Dans cette Tunisie corsetée encore très patriarcale** qui émerge lentement après les soubresauts sanglants de la révolution de 2011, il y a encore du chemin à faire pour que les droits des femmes soient reconnus et la loi du plus fort démantibulée. Avec ce film aux longs plans-séquences habiles à montrer l’épreuve qu’endurent Mariam et Youssef, un pas de plus est néanmoins fait dans cette direction.
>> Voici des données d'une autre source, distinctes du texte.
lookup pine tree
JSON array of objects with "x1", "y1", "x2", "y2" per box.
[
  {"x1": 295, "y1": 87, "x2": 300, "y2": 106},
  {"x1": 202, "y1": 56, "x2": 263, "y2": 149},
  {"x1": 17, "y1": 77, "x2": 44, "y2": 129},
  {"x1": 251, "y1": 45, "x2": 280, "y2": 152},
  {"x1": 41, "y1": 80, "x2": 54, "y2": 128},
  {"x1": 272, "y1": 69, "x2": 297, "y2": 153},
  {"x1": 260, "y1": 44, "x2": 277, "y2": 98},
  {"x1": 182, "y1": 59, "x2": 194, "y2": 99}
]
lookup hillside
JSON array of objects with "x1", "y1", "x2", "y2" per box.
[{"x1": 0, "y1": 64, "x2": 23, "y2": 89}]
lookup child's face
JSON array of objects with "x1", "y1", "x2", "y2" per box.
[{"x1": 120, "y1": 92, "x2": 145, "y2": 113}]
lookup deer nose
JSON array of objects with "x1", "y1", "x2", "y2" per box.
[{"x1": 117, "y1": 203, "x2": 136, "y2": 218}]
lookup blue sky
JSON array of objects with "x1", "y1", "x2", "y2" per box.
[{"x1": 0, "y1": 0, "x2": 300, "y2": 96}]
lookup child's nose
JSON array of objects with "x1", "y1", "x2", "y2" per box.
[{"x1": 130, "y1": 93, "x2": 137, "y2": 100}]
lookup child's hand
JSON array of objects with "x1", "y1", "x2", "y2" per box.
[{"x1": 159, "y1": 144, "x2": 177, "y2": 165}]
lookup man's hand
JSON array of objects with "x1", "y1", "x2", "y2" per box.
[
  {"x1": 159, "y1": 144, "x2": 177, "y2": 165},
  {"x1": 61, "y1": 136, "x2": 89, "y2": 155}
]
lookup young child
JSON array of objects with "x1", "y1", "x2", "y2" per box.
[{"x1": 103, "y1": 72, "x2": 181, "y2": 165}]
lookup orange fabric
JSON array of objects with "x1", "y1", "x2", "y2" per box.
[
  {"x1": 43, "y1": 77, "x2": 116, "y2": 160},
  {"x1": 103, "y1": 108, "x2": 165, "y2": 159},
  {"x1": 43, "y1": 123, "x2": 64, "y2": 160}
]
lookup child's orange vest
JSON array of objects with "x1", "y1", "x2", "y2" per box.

Et il y a fort à parier que si le jury cannois dans sa grande perspicacité a failli le récompenser, c’est aussi sûrement en espérant que sous les cieux de notre joyeuse république hexagonale, itou, soit pris au sérieux le sort parfois compliqué réservé au « sexe faible »***.
* L’auteur de cette chronique est désolé d’employer cette formule mâtinée de millénaires de manque de considération envers la gente féminine.
** Où les hommes, en meute, sont gros, laids, fourbes, tatoués, armés, indifférents au malheur, crient, fument au bureau, sont violents, veules et mauvais – sauf Youssef (Gahnem Zrelli), le jeune boyfriend militant pas né du dernier sit-in qui a accompagné la pauvresse durant une grande partie de ce marathon nocturne pour faire entendre leurs droits et l’un des policiers qui a conservé une déontologie digne d’un vrai service public.
*** Voir note* ci-dessus. Les débats restent ouverts.
La belle et la meute – Drame (inspiré de faits réels et de Coupable d’avoir été violée de Meriem Ben Mohamed et Ava Djamshidi, paru chez Michel Lafon) de la Tunisienne Kaouther Ben Hania – Avec Mariam Al Ferjani, Gahnem Zrelli… – Musique de Amine Bouhafa et DJ Tora – Durée 1h40 – Sortie en France le 18 octobre 2017.